Jan Wim Peters

Jan Wim Peters

Aangemaakte reacties

15 berichten aan het bekijken - 211 tot 225 (van in totaal 273)
  • Auteur
    Berichten
  • In reactie op: bindingen #1863

    Hallo Timmy,

    Wat betekent in dit verband het woord “donor” en waarom zou dit een uitzondering zijn? Je telt in het carbonaat-ion het aantal valentie-elektronen van C en 3 O, daar tel je de negatieve lading bij op. Dan kom je aan (4+3.6+2=) 24 elektronen, dus 12 paren. Met C als centraal atoom moet je zo tot een Lewis structuur komen met, zo mogelijk, allemaal oktetten. Snap je dit? Ik heb hier het woord donor niet bij nodig.

    Succes en groet,

    Jan Wim Peters

    In reactie op: Uitgelicht #1860

    Dag Luna,

    Nou sorry, hoor. Ik ben misschien beïnvloed door de titel “mollen”.
    Maar je berekening is goed. De formule K2CO3 betekent dat de K+_ionen en de CO3 2-_ionen in een verhouding 2:1 voorkomen.
    Maar 1 mol K2CO3 betekent dan dus dat er 2 mol K+ en 1 mol CO3 2- in zit( dus 3 mol deeltjes in 1 mol stof).
    Dus 3 K2CO3 betekent dan 6 mol K+.

    Zo duidelijk?

    Groet,

    Jan Wim Peters

    In reactie op: bindingen #1859

    Ja, het is stikstof met een ENW van 3,0. De andere hebben een kleinere ENW.
    Dat een stikstofatoom harder aan de elektronen trekt is lastig te verklaren; het is een ervaringsfeit. Het stikstofatoom heeft vergeleken met soortgelijke moleculen een grotere negatieve lading. Vergelijk het dipoolmoment van AsH3(0,72), PH3(1,9) en NH3(4,9).

    Ik hoop dat het nu duidelijk is.

    Groet,

    Jan Wim Peters

    In reactie op: Uitgelicht #69497

    Dag Luna,

    Omdat jij, zoals je meldt, in 6V zit, twijfel ik eraan of dit wel een serieuze vraag is. Wat had je zelf geantwoord? Ik stel je een vergelijkbare vraag: Hoeveel mol H-atomen zitten in 3 mol H2O?

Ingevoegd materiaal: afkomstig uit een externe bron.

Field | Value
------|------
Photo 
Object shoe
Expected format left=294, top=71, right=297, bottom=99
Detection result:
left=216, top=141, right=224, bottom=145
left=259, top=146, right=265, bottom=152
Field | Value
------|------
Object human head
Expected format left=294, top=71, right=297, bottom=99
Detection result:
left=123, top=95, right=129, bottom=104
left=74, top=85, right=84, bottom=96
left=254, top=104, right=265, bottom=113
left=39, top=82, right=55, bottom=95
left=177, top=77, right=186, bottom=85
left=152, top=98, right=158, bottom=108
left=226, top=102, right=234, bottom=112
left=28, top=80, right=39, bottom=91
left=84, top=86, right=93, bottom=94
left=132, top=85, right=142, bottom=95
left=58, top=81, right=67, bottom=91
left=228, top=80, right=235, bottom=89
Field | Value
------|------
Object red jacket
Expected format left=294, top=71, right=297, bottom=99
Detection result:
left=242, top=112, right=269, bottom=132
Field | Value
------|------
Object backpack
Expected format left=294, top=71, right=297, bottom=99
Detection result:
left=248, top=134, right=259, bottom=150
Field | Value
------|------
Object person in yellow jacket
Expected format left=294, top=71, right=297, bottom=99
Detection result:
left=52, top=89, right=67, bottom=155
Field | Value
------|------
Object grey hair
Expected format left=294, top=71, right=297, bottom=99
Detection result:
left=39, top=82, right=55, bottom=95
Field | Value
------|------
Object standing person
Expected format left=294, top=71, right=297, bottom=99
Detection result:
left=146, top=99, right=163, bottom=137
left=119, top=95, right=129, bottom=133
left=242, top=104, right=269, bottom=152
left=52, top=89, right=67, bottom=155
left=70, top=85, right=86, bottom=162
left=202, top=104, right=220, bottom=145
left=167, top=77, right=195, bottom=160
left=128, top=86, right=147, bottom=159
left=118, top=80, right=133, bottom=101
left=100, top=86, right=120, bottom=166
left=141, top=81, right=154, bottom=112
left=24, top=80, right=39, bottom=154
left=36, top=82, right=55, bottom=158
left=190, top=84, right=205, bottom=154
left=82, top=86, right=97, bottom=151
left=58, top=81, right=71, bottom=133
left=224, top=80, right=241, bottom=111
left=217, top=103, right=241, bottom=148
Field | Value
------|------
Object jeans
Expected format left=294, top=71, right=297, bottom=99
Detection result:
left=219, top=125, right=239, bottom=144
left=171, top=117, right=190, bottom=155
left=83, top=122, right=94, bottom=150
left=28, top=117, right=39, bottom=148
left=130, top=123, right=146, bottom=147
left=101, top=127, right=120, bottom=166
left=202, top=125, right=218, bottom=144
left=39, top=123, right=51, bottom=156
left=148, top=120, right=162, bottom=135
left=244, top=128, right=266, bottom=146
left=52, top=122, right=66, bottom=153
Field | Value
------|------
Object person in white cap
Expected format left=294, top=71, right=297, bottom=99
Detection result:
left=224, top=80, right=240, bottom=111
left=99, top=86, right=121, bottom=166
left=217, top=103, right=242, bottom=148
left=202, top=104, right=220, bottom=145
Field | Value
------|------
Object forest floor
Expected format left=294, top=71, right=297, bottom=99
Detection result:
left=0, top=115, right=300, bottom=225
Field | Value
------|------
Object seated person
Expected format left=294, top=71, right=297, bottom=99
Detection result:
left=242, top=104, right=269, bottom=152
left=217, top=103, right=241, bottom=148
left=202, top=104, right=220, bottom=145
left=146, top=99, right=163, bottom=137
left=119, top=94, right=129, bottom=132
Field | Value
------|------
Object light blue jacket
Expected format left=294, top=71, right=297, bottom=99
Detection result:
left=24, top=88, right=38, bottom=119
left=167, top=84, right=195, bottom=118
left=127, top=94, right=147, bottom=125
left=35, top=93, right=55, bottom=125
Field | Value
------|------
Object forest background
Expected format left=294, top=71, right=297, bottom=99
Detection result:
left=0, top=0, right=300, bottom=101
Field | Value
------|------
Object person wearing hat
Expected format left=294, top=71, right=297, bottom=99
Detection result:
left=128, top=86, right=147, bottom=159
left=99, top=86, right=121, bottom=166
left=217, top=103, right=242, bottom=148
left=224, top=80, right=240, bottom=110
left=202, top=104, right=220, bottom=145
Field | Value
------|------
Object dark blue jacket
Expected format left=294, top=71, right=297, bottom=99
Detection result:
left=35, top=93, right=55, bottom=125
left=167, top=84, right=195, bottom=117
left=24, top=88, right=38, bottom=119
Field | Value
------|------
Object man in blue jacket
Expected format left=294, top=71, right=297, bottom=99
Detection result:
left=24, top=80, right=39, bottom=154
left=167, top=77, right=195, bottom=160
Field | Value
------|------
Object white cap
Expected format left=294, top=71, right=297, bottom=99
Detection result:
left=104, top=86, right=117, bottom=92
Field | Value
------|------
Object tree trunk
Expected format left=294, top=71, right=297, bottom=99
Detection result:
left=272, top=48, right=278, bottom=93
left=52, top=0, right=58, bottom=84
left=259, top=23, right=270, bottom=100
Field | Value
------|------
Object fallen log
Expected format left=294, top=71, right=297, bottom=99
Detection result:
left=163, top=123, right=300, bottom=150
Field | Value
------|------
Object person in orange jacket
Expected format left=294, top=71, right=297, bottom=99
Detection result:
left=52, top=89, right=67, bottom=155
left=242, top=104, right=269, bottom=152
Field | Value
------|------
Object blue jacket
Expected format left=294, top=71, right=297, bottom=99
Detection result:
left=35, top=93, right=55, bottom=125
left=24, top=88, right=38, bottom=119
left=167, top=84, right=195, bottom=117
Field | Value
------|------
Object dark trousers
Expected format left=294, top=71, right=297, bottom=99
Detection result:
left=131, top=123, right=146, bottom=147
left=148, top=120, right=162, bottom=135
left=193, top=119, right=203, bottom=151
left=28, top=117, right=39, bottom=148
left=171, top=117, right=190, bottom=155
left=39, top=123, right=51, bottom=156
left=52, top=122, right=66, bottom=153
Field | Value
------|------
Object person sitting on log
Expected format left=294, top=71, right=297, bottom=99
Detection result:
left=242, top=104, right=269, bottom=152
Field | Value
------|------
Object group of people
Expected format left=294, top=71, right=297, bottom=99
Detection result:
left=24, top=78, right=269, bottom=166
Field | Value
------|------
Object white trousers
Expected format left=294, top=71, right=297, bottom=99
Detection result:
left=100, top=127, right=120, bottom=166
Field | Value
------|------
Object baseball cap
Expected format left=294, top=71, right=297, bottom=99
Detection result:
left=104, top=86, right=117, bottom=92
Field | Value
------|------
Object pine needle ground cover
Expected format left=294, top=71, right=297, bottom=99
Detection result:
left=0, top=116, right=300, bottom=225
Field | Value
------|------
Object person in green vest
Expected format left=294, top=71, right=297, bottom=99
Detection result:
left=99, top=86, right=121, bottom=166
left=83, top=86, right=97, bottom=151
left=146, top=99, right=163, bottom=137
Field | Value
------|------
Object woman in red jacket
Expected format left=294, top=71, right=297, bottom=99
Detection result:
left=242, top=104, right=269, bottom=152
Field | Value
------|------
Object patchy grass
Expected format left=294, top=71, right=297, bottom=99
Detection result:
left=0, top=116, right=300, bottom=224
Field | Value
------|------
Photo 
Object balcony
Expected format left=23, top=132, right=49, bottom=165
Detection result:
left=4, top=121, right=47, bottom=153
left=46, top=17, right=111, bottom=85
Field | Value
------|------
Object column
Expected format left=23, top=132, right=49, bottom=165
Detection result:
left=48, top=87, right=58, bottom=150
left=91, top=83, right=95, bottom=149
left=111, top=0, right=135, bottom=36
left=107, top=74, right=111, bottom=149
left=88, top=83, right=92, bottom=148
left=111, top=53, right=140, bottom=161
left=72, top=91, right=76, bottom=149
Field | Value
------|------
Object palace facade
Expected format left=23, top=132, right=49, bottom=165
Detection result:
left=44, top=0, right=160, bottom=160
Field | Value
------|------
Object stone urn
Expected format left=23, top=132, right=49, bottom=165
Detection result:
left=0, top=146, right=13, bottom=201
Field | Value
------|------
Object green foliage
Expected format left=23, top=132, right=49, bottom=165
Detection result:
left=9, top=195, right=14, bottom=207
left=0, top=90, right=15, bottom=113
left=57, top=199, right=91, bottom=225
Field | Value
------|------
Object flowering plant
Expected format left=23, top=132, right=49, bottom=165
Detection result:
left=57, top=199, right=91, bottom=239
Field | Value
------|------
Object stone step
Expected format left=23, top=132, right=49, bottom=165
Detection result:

    Ik verwacht een antwoord van je.

    Groet,

    Jan Wim Peters

    In reactie op: bindingen #69496

    Dag Timmy,

    Nou weet ik niet, wat je met ENW bedoelt( Nu wel, elektronegatieve waarde). Ik ken wel het begrip elektronegativiteit. Dat is de mate waarin een atoom aan een gemeenschappelijk elektronenpaar trekt. Op wikipedia staat daarover een mooi diagram(C en S staat niet aangegeven, waarom niet?). Dat geeft je het antwoord.

    Succes en groet,

    Jan Wim Peters

    In reactie op: cis en trans-isomerie #1854

    Dag Luna,
    Dit is geen vraag, toch?

    In reactie op: Kalk uit #69495

    Hallo Kaoutar,

    De toon van je antwoord, die vind ik nou nogal ongepast. Als je het woord “kwalijk” gebruikt over mijn eerste opmerking, vergaat mij het plezier om nog verder te antwoorden. Het is JUIST de bedoeling van de vraagbaak om vragen te stellen, maar welke vraag stel jij nou eigenlijk? Ik ben er helemaal NIET vanuit gegaan dat jullie Chemie gebruiken; ik heb alleen gezegd dat het daar uitgebreid in staat. Ik heb trouwens ook nog 2 Youtube filmpjes gevonden waar, je wat mee kan. En verder kun je andere informatiebronnen daarover vinden. En overigens, je zit in 6V; ik denk dat je docent ervan uitgaat dat je wel het één en ander zelf kunt.

    Nogmaals, succes .

    Groet,

    Jan Wim Peters

    In reactie op: cis en trans-isomerie #1841

    Hallo My Linh,

    Je noemt in je vraag twee keer het woord centrum en dat is een handige manier om te begrijpen wat er gebeurt. Omdat bij de cis vorm beide negatieve F atomen aan één kant liggen, krijg je dáár een centrum van negatieve lading. Het centrum van positieve lading(de 2 C atomen) ligt tussen deze C atomen. De centra liggen NIET op elkaar, je heb dus 2 polen; dan is het een dipoolmolecuul.
    Bij de trans vorm ligt het negatieve centrum precies op het positieve centrum, dus geen dipoolmolecuul. Misschien dat deze aanvulling het compleet maakt.( zie tekening)

    Succes en groet,

    Jan Wim Peters

    In reactie op: Uitgelicht #69492

    Dag Robin,

    Loes heeft deze week geen dienst; je moet het nu met mij, of anderen, doen.
    Op je eerste vraag: ………………..moet je bij die oplossing dan een indicator gebruiken om de pH te bepalen?………….. Met behulp van 2 indicatoren, die je handig hebt gekozen, kun je ongeveer de pH bepalen. Bijv tussen 4,8 en 5,1. Of je gebruikt een pH-meter; deze geeft dan 1 waarde bijv. 6,3
    Wat betreft sterke en zwakke zuren/basen, dit wordt niet in het CSE getoetst. Het begrip evenwicht( zwakke zuren/basen) moet in het SE voorkomen, maar hoe ver jouw school daar op ingaat, moet je aan je docent vragen.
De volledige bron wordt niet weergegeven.